By Sondra Rodriguez, Page Editor
ACU forces us to serve. It gets us into the community a few times, gives us a comfortable glimpse of poverty and provides us enough time to snap a few pictures of ourselves laughing and hugging the impoverished. Unfortunately and inevitably, the beginning of the distortion of a heart of service begins with a grade.
Conditional service evolves. We have the desire to serve, but we have a greater desire to let people know we are serving. Maybe our service is not necessary for a class anymore, but everyone is watching now. We want everyone to know we played tag with a group of impoverished children on the other side of town, and we want everyone to know we take precious time out of our day to bless an old soul across town with some goodies. But we don’t want people to know we want them to know.

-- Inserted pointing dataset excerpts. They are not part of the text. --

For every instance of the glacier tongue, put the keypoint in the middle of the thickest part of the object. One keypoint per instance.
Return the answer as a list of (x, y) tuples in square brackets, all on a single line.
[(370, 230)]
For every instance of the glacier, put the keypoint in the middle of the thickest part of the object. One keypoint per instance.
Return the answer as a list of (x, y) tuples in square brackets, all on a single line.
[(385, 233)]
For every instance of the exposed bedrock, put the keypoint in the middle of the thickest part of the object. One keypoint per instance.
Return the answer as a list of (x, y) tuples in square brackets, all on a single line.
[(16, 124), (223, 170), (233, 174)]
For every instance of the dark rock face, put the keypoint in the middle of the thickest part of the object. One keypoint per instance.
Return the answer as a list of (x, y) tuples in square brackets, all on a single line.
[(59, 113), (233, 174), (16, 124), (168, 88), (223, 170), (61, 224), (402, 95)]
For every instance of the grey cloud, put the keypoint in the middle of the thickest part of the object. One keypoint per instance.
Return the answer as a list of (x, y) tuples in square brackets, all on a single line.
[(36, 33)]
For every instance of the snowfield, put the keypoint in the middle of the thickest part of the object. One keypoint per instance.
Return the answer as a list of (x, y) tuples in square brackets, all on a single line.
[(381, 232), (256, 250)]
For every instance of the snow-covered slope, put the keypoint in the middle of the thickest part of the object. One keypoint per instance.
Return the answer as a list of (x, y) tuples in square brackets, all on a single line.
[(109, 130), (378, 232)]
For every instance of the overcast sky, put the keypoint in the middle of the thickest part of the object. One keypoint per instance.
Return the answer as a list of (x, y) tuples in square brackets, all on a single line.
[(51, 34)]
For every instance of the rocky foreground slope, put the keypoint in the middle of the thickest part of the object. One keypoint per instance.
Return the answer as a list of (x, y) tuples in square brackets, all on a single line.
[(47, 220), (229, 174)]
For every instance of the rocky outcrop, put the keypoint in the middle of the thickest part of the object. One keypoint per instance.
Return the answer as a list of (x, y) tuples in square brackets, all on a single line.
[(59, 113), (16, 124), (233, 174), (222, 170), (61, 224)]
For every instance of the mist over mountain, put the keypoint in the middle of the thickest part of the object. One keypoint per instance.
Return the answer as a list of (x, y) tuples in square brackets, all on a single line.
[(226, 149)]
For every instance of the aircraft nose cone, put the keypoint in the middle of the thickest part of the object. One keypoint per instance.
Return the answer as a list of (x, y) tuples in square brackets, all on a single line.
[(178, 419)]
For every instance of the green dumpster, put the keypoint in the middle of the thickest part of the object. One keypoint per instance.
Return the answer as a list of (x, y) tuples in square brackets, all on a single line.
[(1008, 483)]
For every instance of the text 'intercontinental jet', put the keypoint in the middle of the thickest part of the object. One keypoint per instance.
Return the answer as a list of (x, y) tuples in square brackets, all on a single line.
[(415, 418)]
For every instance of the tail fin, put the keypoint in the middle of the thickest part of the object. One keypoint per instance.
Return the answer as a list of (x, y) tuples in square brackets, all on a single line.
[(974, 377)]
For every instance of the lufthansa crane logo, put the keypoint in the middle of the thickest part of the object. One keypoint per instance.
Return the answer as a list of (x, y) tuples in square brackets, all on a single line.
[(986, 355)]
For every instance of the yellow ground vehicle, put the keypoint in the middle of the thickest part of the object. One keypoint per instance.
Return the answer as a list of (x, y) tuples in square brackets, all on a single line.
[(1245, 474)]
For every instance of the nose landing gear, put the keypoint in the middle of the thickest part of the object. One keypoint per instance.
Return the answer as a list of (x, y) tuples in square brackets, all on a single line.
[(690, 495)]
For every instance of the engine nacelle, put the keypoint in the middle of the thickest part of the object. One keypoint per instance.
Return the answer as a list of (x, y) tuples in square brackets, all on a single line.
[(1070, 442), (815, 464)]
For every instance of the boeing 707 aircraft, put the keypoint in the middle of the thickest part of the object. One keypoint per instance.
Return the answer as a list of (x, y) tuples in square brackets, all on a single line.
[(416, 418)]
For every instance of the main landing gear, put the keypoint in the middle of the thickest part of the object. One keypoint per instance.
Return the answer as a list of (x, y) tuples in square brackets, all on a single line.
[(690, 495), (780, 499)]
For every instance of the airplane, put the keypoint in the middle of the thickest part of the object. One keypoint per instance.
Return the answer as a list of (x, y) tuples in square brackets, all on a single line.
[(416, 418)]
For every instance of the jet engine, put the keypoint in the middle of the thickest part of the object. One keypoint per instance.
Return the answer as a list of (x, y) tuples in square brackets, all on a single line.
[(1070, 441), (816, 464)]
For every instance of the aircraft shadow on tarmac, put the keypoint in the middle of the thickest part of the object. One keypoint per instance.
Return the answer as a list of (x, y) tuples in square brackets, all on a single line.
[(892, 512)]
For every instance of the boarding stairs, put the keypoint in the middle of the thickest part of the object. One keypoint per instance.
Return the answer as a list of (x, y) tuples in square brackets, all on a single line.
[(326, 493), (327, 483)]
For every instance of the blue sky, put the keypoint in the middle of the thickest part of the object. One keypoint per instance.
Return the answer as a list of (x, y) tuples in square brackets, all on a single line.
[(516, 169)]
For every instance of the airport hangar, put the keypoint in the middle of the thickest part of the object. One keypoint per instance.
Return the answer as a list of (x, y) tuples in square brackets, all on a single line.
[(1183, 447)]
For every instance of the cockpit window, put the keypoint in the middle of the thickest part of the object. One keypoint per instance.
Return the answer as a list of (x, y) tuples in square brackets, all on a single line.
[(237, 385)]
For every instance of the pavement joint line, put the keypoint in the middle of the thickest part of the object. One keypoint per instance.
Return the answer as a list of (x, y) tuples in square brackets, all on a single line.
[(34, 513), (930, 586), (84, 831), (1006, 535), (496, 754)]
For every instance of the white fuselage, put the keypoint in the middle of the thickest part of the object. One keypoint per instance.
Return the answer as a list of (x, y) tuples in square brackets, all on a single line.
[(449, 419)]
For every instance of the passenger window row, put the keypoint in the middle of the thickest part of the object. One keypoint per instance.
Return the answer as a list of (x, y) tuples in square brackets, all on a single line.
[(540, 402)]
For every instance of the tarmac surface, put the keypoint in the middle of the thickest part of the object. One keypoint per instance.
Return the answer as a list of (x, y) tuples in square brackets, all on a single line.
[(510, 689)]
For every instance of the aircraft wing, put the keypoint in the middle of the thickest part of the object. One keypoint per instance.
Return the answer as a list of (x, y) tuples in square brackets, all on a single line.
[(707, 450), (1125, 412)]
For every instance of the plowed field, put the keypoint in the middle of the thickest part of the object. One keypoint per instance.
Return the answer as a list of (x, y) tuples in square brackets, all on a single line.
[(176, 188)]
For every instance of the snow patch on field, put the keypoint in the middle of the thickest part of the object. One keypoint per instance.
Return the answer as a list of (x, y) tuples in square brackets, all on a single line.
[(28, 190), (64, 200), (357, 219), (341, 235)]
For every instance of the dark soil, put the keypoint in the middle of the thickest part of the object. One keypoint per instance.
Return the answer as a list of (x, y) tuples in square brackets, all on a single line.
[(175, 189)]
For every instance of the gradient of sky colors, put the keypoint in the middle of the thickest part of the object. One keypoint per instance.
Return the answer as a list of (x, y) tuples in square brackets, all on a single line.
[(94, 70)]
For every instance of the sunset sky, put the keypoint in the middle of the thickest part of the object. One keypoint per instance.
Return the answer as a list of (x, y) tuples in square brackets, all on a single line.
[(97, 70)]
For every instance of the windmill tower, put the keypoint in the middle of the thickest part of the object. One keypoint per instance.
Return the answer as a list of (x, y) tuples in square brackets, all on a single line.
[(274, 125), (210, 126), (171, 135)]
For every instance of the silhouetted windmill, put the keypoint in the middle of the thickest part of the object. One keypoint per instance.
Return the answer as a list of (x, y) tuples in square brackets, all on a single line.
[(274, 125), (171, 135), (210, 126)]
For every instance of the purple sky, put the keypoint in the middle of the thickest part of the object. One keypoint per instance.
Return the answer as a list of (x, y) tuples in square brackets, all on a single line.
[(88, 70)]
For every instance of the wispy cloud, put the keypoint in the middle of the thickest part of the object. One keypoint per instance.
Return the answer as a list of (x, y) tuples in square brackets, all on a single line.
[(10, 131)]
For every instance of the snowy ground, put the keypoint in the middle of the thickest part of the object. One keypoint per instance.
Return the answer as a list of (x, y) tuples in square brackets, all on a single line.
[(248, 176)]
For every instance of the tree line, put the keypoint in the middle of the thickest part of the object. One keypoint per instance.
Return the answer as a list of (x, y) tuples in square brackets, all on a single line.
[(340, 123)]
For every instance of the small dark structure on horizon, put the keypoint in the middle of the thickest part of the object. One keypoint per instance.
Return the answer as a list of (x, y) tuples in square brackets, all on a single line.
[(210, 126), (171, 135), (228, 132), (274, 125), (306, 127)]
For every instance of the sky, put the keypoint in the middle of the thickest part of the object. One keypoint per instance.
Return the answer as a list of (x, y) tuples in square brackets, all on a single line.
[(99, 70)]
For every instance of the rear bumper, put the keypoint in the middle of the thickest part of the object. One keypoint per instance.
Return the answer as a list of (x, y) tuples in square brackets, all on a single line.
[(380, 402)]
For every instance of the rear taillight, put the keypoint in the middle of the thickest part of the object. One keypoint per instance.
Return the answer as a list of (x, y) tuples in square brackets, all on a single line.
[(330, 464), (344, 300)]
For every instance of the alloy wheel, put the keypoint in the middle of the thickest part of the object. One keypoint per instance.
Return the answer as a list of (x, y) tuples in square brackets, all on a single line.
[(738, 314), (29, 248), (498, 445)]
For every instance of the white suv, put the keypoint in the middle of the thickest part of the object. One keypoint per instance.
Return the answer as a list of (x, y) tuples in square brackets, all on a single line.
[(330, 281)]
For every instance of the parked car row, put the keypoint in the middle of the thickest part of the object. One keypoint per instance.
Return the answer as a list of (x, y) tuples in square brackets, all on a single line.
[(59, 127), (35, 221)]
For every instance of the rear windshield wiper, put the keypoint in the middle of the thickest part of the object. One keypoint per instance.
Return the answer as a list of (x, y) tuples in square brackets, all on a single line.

So we make it into something social. We organize a concert and make T-shirts to raise money for a cause, but end up spending more organizing the event than was raised at the event. We start to believe we can’t help anyone unless we have enough money to give because, after all, a check in the mail is the most personal form of service.
Consider non-profit organizations devoted to building structures that will enhance the lives of peoples across the globe. Consider the “save a child with one click” groups on Facebook. The intent for both, and all organizations of this nature, is service. But, how complicated are we making service by inserting hundreds of middlemen when we could just walk outside and humble ourselves directly to the needs of others? Of course, we’d get less publicity if we all did this.
From here, there is a danger service may turn into a stepping stone to good, Christian publicity and reputations – something that is about us. It’s something we want people to see, something we want to do loudly.
But Christ does not tell us to be loud or boastful. On the contrary, he tells us to “not let your right hand know what your left hand is doing” (Matthew 6:3).
Try not talking about your service. Try quietly going to a soup kitchen, a homeless shelter or any other place in need and just serve. Spend a day existing to help others. Use yourself instead of money or materials. Don’t take pictures of yourself with the poor souls whose lives you’ve saved and plaster them all over Facebook. Avoid turning service into an event and decline the T-shirt. Don’t document it on an application for graduate school and don’t try to impress the world with how much you’ve helped the unfortunate ones.
That’s called pride, not service. Learn the difference.